1. This is a defendant's appeal from an order of the Court below filing an agreement of reference to arbitration. The application was rather a belated one and was filed on 12th May 1933, on the strength of an agreement of reference to arbitration, dated 12th May 1930. The agreement was not filed along with the application, but it was stated that it had been given to the head arbitrator. Certain terms of the agreement were mentioned in para. 6 of the plaint. The defendant admitted only a part of para. 6 and did not admit the rest of the allegations containing the terms of the agreement. The fact that an agreement of reference to arbitration had been entered into was admitted. It was pleaded that, as the original agreement was not forthcoming, it could not be ordered to be filed. There was a further plea that the person who had agreed on behalf of the defendant had no authority to do so.

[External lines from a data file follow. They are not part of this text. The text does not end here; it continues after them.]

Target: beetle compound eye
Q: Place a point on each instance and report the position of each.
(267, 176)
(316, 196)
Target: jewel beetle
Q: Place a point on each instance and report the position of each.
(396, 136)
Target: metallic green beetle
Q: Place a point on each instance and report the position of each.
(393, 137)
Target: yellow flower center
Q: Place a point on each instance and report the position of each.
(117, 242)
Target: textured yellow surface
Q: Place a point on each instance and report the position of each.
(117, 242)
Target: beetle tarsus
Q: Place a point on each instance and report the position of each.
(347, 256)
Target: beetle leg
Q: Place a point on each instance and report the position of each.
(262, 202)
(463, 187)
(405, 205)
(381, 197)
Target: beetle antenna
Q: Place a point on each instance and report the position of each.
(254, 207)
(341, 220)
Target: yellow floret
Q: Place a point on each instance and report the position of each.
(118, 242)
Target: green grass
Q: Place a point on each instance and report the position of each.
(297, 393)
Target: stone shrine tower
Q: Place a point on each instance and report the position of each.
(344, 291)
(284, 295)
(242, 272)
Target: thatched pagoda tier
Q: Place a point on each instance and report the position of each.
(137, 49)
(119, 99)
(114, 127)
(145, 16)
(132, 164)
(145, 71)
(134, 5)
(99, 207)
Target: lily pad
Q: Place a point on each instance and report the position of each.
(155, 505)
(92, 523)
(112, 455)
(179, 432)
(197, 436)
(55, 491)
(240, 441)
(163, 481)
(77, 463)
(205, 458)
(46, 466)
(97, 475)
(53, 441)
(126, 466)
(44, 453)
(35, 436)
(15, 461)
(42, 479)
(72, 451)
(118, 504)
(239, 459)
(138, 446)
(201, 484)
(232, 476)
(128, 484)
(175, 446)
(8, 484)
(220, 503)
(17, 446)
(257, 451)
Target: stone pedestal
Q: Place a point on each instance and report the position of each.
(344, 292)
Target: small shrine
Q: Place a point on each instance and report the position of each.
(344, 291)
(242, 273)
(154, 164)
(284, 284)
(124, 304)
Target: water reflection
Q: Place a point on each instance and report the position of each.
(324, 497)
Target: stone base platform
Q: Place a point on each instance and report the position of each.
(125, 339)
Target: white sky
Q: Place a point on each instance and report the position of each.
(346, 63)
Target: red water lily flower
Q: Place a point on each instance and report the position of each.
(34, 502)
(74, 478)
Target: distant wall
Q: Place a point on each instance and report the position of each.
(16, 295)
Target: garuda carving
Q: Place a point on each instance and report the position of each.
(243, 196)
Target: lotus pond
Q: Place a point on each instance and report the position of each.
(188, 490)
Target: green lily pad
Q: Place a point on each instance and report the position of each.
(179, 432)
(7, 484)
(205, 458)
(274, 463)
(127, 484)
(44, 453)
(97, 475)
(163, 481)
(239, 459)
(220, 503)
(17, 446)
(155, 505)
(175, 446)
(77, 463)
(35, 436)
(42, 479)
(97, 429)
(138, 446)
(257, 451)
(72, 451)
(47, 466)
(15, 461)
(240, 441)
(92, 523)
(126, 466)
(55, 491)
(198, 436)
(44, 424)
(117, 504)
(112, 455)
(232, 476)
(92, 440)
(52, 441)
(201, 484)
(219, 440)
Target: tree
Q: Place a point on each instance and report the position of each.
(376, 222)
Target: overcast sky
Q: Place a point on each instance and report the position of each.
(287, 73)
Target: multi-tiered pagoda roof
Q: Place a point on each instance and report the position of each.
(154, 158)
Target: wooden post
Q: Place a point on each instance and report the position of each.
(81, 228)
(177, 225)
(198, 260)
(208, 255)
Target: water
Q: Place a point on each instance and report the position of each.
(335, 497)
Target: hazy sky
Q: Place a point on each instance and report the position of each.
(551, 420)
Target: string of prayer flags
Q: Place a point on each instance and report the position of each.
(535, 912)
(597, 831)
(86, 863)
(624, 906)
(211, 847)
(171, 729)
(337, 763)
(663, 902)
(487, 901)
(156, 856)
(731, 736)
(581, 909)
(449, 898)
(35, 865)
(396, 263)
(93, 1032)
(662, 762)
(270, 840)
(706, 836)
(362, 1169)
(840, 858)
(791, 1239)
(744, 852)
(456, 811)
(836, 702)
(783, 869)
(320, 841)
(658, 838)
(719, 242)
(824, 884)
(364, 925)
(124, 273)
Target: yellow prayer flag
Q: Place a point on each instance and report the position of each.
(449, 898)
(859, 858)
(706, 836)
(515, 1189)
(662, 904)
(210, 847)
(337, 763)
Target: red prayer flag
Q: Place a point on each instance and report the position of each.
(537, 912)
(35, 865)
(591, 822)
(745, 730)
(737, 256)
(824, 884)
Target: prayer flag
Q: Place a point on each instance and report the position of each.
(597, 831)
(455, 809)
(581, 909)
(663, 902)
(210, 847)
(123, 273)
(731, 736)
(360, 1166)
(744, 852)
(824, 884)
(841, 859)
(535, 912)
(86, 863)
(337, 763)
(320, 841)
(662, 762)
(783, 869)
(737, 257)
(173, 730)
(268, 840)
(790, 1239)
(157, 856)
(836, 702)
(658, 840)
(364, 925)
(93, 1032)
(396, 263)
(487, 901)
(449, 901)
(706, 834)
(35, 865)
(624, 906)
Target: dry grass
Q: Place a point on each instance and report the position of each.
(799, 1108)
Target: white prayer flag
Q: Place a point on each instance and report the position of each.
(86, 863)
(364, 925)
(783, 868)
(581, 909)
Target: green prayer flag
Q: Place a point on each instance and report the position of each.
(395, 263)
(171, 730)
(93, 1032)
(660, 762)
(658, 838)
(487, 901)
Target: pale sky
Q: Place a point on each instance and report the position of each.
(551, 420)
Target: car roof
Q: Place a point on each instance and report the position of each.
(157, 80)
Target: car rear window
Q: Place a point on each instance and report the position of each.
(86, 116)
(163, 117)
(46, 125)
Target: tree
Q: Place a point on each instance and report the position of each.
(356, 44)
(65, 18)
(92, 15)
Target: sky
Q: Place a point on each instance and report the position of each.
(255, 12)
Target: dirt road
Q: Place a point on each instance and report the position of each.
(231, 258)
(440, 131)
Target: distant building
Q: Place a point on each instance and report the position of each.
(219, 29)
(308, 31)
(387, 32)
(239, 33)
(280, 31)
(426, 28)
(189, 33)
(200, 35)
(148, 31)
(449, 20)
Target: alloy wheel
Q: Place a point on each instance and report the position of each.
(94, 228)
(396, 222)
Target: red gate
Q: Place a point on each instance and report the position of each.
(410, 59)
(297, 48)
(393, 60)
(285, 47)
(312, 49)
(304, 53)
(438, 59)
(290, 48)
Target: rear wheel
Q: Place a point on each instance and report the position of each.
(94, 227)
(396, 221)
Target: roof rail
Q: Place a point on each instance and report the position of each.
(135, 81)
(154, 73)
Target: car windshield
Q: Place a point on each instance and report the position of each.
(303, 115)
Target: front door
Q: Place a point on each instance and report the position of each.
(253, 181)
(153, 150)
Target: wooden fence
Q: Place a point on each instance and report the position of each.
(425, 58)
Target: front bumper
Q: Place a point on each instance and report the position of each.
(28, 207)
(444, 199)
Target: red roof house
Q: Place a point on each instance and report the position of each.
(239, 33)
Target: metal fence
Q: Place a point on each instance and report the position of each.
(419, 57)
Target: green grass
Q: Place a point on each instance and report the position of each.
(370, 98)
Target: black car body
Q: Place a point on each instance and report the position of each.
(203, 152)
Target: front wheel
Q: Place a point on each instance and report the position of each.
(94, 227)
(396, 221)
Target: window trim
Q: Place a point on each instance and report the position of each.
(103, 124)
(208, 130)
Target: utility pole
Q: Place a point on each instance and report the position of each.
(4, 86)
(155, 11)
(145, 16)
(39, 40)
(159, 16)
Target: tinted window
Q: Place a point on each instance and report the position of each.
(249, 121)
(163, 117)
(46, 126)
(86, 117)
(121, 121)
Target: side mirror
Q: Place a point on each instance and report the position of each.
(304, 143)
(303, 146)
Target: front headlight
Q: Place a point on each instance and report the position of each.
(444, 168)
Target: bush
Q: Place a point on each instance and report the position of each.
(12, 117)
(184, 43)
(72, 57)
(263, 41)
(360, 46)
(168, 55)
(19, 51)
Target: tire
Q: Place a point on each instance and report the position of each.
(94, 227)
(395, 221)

2. The Court below has come to the conclusion that the 'Pairokar' of the defendant had authority to act on his behalf, and has also thought that, although the original document is not forthcoming yet an order for filing can be made. We do not think it necessary to go into the question whether the 'Pairokar' had or had not authority to act on behalf of the defendant, because in our opinion this application must be dismissed on another ground Para. 17, Schedule 2, Civil P.C., provides that:
Where any persons agree in writing that any difference between them shall be referred to arbitration, the parties to the agreement, or any of them, may apply to any Court having jurisdiction in the matter to which the agreement relates, that the agreement be filed in Court.
3. Notice is to be issued to all the parties to the agreement under Sub-clause (2) and under Sub-clause (4):
Where no sufficient cause is shown the Court shall order the agreement to be filed, and shall make an order of reference to arbitrator appointed in accordance with provisions of the agreement....
4. Obviously para. 17 contemplates that the agreement should be in writing and should be before the Court, so that it may be ordered to be filed in order that an arbitrator may be appointed in accordance with its provisions and he may be called upon to act upon the agreement. Now, it is not necessary that the document should be in the form of a written contract signed by the parties so as to be an instrument or document; but it is certainly necessary that there should be some writing which should embody the whole of the agreement. Obviously the intention seems to be that the terms of the agreement should not be a matter of controversy between the parties in the Court which has to decide whether the agreement should or should not be filed. Once the Court is satisfied that the agreement which is in writing and is before it, was entered into by the parties, it can proceed under para. 17, but where no writing is produced and the terms of it are not admitted, the Court cannot order it to be filed without first ascertaining the terms as to which it would have to hold an enquiry, which does not appear to be contemplated in the provisions of para. 17. It is not merely a case of proving the contents of a document which has been lost, which may be done by secondary evidence; but the agreement itself has to be ordered to be filed and therefore it should exist in writing before the Court. As it is not necessary that it should be signed by the parties, any writing, so long as it embodies the whole of the agreement, would be sufficient. Other provisions in the schedule also show that a written agreement is necessary. In order that earlier provisions of the schedule may be applied under paragraph. 19, it is necessary to see that they are consistent with the agreement filed under para. 17. On the other hand, where an award has been made out of Court, paras. 20 and 21 do not require that the agreement of reference to arbitration should itself have been in writing, and the award based even on an oral agreement of reference can be ordered to 'be filed. It therefore seems to be against the spirit of paras. 17 to 19 that an agreement of reference to arbitration, where nothing in writing is produced before the Court, should be ordered to be filed.
5. In the present case, the terms of the agreement were not wholly admitted by the defendant, and the Judge has merely remarked that the contents of it are mostly admitted by the parties, which implies that they are not admitted wholly. No copy, proved to have been the duplicate of the agreement, has been produced in this case; and it is therefore impossible to know the exact terms agreed to by the parties, particularly after a lapse of so many years. Apart from all this, the Court can order the agreement to be filed under para. 17 (4) only where no sufficient cause is shown to the contrary. It seems to us that where the original document is not forthcoming and its terms cannot be ascertained exactly, and therefore it would be impossible for the arbitrator to decide how to act, sufficient cause is shown for not ordering the agreement to be filed. On these grounds we allow the appeal and set aside the order of the Court below dismissing the application with costs in both Courts.